Re: Tomcat 10.1.x: Using CoyoteInputStream to read a Chunked Transfer Encoding (CTE) stream, manually, skiping ChunkedInputFilter

Daniel Andres Pelaez Lopez Tue, 27 Jun 2023 09:57:04 -0700

Christopher,

El mar, 27 jun 2023 a las 9:33, Christopher Schultz (<
ch...@christopherschultz.net>) escribió:


> Daniel,
>
> On 6/26/23 16:15, Daniel Andres Pelaez Lopez wrote:
> > El lun, 26 jun 2023 a las 14:53, Mark Thomas (<ma...@apache.org>)
> escribió:
> >
> >> On 26/06/2023 20:34, Christopher Schultz wrote:
> >>> Daniel,
> >>>
> >>> On 6/26/23 12:47, Daniel Andres Pelaez Lopez wrote:
> >>>> Hi Tomcat community,
> >>>>
> >>>> I have a requirement where we want to manually decode a Chunked
> Transfer
> >>>> Encoding (CTE) stream using CoyoteInputStream to have access to the
> >> chunk
> >>>> size.
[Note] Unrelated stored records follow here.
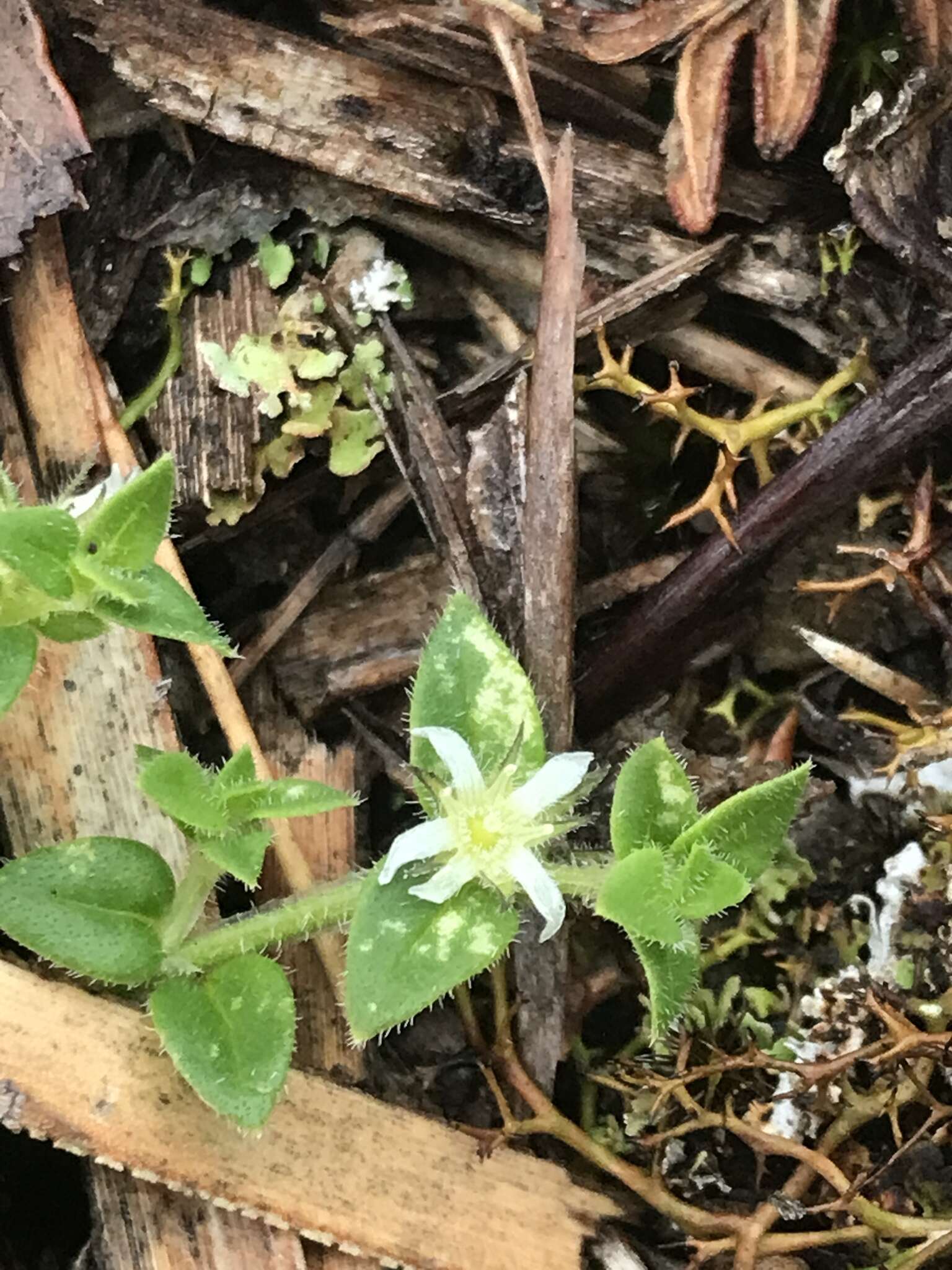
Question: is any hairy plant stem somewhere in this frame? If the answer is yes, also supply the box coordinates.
[162,847,221,952]
[546,852,614,899]
[164,874,366,974]
[120,252,194,432]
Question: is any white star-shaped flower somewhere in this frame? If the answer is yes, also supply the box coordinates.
[379,728,594,943]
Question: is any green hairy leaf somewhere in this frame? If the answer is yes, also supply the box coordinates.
[190,828,273,887]
[94,564,235,657]
[0,626,39,715]
[257,234,294,291]
[632,927,700,1041]
[0,837,175,984]
[188,252,214,287]
[410,592,546,814]
[149,952,294,1129]
[676,842,750,921]
[671,763,810,881]
[345,866,519,1041]
[214,745,258,795]
[610,737,698,858]
[74,555,150,605]
[596,847,687,948]
[138,750,229,833]
[0,507,79,600]
[223,776,358,824]
[37,613,105,644]
[80,455,175,569]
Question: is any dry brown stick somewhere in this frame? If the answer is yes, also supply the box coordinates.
[480,5,552,198]
[60,0,783,236]
[513,131,585,1091]
[0,960,619,1270]
[523,132,584,750]
[230,482,410,687]
[579,337,952,735]
[379,315,481,601]
[439,234,736,415]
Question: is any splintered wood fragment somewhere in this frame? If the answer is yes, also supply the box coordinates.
[439,233,736,418]
[62,0,783,241]
[0,0,89,260]
[0,220,301,1270]
[513,131,585,1091]
[797,626,940,714]
[146,263,280,508]
[0,962,615,1270]
[379,315,481,601]
[265,555,453,719]
[231,481,410,686]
This means I want to use CoyoteInputStream.read method and get
> the
> >>>> whole CTE bytes. Saying it in another way: we want to decode the CTE
> at
> >>>> hand skipping Tomcat defaults.
> >>>
> >>> Dumb question: why?
> >>
> >> Not a dumb question at all. It is the key question. I'm curious as to
> >> what the answer is.
> >>
> >> Mark
> >>
> >>
> > Not dumb question at all. Let me expand the use case: we are working on
> an
> > HTTP origin (Tomcat) for video streaming using HLS and DASH. Our video
> > packager generates video segments of X size, and each segment is also
> > divided into fragments (CMAF). The segment size is fixed, but the
> fragment
> > size is variable. Our packager transfers the segment meanwhile it
> generates
> > it, a fragment at the time (a chunk), in a CTE, to the HTTP origin
> > (Tomcat). Now, video players want to download the segment, but as for the
> > HLS spec, we require to transfer the segment to the video player, as we
> > received, a fragment a the time. To be able of sending a fragment at the
> > time, we need to know its size, which is implicit inside the CTE (each
> > chunk declares the chunk size).
> >
> > Our current implementation sends the segment using CTE to the video
> > players, but we cannot guarantee we are sending a fragment by chunk.
> >
> > This is why having access to each chunk and its size will help us.
>
> Thanks for the details. I think I've got it, but I want to clarify a
> little bit.
>
> Is your video-chunk-generator producing anything HTTP-related? It almost
> sounds like Tomcat is a reverse-proxy and your video-generator is the
> origin. Maybe you are just generating byte[] from the video-generator?
>
> Or maybe your video-generator is UPLOADING the chunks to the HTTP
> server? It's not entirely clear to me, and the details matter.
>

Thanks for staying in the conversation.

The packager (video-chunk-generator) sends an HTTP PUT with
Transfer-Encoding: chunked header, the content is a video segment, where
each chunk is a fragment, so, yes, the video-chunk-generator uploads the
segment in chunks to the Tomcat server (origin)

Sorry for the confusion regarding the word "origin", that is a video
streaming term that doesn't matter for the question.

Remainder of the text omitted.